Combien de victimes dans le monde ?
On ne le sait pas. Tout l’enjeu de ce terme est de pouvoir caractériser et mesurer le phénomène, pour le faire sortir de la rubrique générale des faits divers. L’OMS a toutefois évalué qu’au moins 5 000 crimes d’honneur étaient perpétrés chaque année, surtout au Moyen-Orient et en Asie du Sud, et que le féminicide lié à la dot concerne « entre 7 600 et 25 000 jeunes mariées ».
Les féminicides intimes sont souvent décomptés au sein des violences conjugales. En France, cela représentait 109 femmes tuées en 2017 par leur conjoint ou ex-compagnon, de tous âges et tous milieux, comme le détaillent des enquêtes de Slate ou de Libération. En Amérique latine, on comptait en 2016 plus de 1 800 féminicides, dont 466 au Honduras, 371 au Salvador, 254 en Argentine et 211 au Guatemala, selon l’Observatoire de l’égalité des genres pour l’Amérique latine et les Caraïbes.

Quelle reconnaissance juridique ?

C’est en Amérique latine qu’a été adopté le premier texte contraignant sur la violence contre les femmes, la convention de Belem do Para, en 1994. Le Mexique, le Costa Rica, la Bolivie, le Guatemala, le Chili, la Guyane…, au total dix-huit pays du sous-continent ont introduit depuis 2007 le féminicide dans leur code pénal.
En Europe, le mouvement est plus limité. L’Espagne a adopté en 2004 une loi renforçant les sanctions contre les violences faites aux femmes, et, en 2013, l’Italie a voté une loi visant à lutter contre le féminicide. En 2014, un rapport de la commission des droits des femmes au Parlement européen « appel[ait] les Etats membres à qualifier juridiquement de féminicide tout meurtre de femme fondé sur le genre et à élaborer un cadre juridique visant à éradiquer ce phénomène ».


Pourquoi le féminicide n’est-il pas reconnu en France ?
En France, la notion est officiellement entrée en 2014 dans le vocabulaire du droit et des sciences humaines, mais pas dans le code pénal.
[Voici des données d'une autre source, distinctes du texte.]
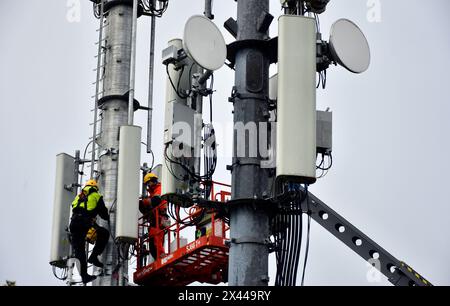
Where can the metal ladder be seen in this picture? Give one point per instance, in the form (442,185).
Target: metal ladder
(97,114)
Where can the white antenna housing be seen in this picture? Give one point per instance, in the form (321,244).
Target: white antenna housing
(296,106)
(128,186)
(60,244)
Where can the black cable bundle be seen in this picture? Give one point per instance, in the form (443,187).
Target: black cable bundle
(287,230)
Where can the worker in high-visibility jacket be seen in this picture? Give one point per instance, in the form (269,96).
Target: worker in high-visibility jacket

Un rapport parlementaire de 2016 notait que parmi les circonstances aggravantes inscrites à l’article 221-4 figure le caractère homophobe ou raciste, mais pas le caractère sexiste.
Toutefois, les femmes sont implicitement concernées par d’autres circonstances aggravantes : la vulnérabilité liée à l’« état de grossesse » ou le meurtre perpétré par le conjoint, concubin ou partenaire de PACS, étendue aux anciens partenaires, depuis une loi de 2010.
Plusieurs voix s’élèvent contre la création d’une catégorie spécifique liée aux crimes commis « à raison du sexe », soit parce qu’ils seraient difficiles à caractériser, soit parce qu’ils risqueraient de rompre l’égalité devant la loi. Inversement, l’association Osons le féminisme espère que la qualification de féminicide « prendra une allure de fait de société » alors que de nombreux meurtres de femmes sont encore qualifiés de « crime passionnels », et relégués au rang de faits divers.